Les stars de la scène "en colère et choquées" craignent pour l'avenir des arts britanniques
Alors que de nombreux maestros britanniques du théâtre et de l'opéra traversent la Manche pour se produire dans des festivals français cet été, beaucoup s'inquiètent de l'état des arts vivants chez eux.
L'impact combiné du Brexit, de la pandémie de Covid-19, de la hausse de l'inflation et d'un gouvernement conservateur qui considère les arts vivants comme une faible priorité ont tous fait des ravages.
"Au Royaume-Uni, beaucoup de petits endroits ferment – je ne suis pas optimiste quant à la direction que cela prend", a déclaré Tim Crouch, qui dirige deux pièces au Festival d'Avignon dans le sud de la France qui commence cette semaine.
En octobre, l'Arts Council England a annoncé que plusieurs institutions londoniennes seraient confrontées à des coupes après que le gouvernement lui ait demandé de répartir les fonds dans d'autres domaines.
Parmi les victimes figurait l'English National Opera, qui devrait perdre 12,6 millions de livres l'année prochaine et éventuellement déménager hors de la capitale.
Les fonds ont été gelés à la BBC, le plus gros employeur de musique classique du pays, l'obligeant à licencier 20 % du personnel de ses trois orchestres anglais. Un plan visant à supprimer les "BBC Singers", le seul chœur professionnel permanent du pays, n'a été annulé qu'après une lettre ouverte de 700 compositeurs du monde entier.
Les artistes français s'inquiètent également de la baisse du soutien, mais bénéficient toujours de certaines des subventions publiques les plus généreuses au monde, et des festivals comme Avignon et Aix-en-Provence attirent de nombreuses stars britanniques du classique et de la scène.
Parmi eux se trouve le compositeur George Benjamin, qui crée un nouvel opéra, "Picture a Day Like This", à Aix mercredi.
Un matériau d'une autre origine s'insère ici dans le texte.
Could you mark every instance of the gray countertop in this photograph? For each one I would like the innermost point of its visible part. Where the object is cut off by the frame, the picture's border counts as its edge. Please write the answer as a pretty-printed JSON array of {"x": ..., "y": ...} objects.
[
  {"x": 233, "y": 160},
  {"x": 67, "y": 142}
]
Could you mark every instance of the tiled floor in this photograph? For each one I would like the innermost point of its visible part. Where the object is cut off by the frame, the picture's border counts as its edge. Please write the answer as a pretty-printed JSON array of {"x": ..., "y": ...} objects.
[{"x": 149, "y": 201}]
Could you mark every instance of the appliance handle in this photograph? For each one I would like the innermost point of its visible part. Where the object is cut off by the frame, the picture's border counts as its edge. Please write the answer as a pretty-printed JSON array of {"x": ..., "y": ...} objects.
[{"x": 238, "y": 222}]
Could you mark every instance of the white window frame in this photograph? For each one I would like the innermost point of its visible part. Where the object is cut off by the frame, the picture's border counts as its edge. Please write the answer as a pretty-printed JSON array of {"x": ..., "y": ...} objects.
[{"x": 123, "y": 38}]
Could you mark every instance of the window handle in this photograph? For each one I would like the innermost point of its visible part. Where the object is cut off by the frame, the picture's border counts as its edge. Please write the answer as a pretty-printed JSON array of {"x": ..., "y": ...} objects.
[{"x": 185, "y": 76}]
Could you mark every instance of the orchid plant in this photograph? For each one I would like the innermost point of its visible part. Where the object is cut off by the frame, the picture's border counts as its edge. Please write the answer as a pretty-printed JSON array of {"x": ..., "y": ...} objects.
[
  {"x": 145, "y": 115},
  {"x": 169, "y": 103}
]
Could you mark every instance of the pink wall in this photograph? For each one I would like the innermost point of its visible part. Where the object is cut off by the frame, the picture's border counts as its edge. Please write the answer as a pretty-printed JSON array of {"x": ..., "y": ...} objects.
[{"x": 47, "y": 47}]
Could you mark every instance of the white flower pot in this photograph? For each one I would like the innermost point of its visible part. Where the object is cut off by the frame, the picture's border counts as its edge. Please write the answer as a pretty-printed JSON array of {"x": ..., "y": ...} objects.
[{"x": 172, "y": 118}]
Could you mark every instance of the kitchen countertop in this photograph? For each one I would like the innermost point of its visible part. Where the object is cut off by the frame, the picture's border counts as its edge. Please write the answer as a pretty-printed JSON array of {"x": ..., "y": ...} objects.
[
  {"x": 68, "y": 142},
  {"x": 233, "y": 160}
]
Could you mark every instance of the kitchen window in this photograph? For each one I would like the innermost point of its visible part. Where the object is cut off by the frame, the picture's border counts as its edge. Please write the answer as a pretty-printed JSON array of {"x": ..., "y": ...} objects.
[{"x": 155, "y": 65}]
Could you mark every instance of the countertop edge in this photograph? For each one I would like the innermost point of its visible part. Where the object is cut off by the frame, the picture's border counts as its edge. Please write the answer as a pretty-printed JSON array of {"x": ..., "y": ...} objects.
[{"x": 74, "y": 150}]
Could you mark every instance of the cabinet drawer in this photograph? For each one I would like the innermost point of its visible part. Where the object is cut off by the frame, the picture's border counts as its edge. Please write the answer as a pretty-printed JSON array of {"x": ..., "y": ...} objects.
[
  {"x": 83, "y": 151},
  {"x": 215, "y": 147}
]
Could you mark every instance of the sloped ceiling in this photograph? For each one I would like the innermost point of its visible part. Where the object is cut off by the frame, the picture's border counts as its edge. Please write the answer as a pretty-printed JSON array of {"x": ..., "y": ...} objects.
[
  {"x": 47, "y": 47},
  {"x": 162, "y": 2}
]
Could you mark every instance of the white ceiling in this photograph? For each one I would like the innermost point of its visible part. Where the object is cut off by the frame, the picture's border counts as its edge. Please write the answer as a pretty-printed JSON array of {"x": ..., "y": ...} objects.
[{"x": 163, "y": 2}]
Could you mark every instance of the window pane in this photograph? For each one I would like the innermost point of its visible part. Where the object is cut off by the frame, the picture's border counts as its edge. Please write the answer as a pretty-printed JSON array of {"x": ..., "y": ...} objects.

Il était "en colère et choqué" par les coupures de la BBC, a-t-il déclaré à l'AFP.
"La BBC est le plus grand bienfaiteur et mécène de la musique que notre pays ait jamais eu dans toute son histoire", a-t-il déclaré.
"Fermer les BBC Singers et réduire et humilier leurs merveilleux orchestres, c'est terriblement triste – un moment inquiétant et erroné."
Le chef d'orchestre vedette Simon Rattle a déclaré qu'il comprenait que le monde traversait une "période compliquée et difficile", mais a déclaré qu'il était dommage que le premier réflexe des politiciens britanniques soit toujours de couper le financement des arts.
"Cela semble faire partie de notre ADN", a-t-il déclaré.
"C'est une période ridicule et tragique à bien des égards", a-t-il ajouté. "Mais nous voulons tous voir les arts et la culture quand nous en sortirons... Quel genre de pays voulons-nous être ?"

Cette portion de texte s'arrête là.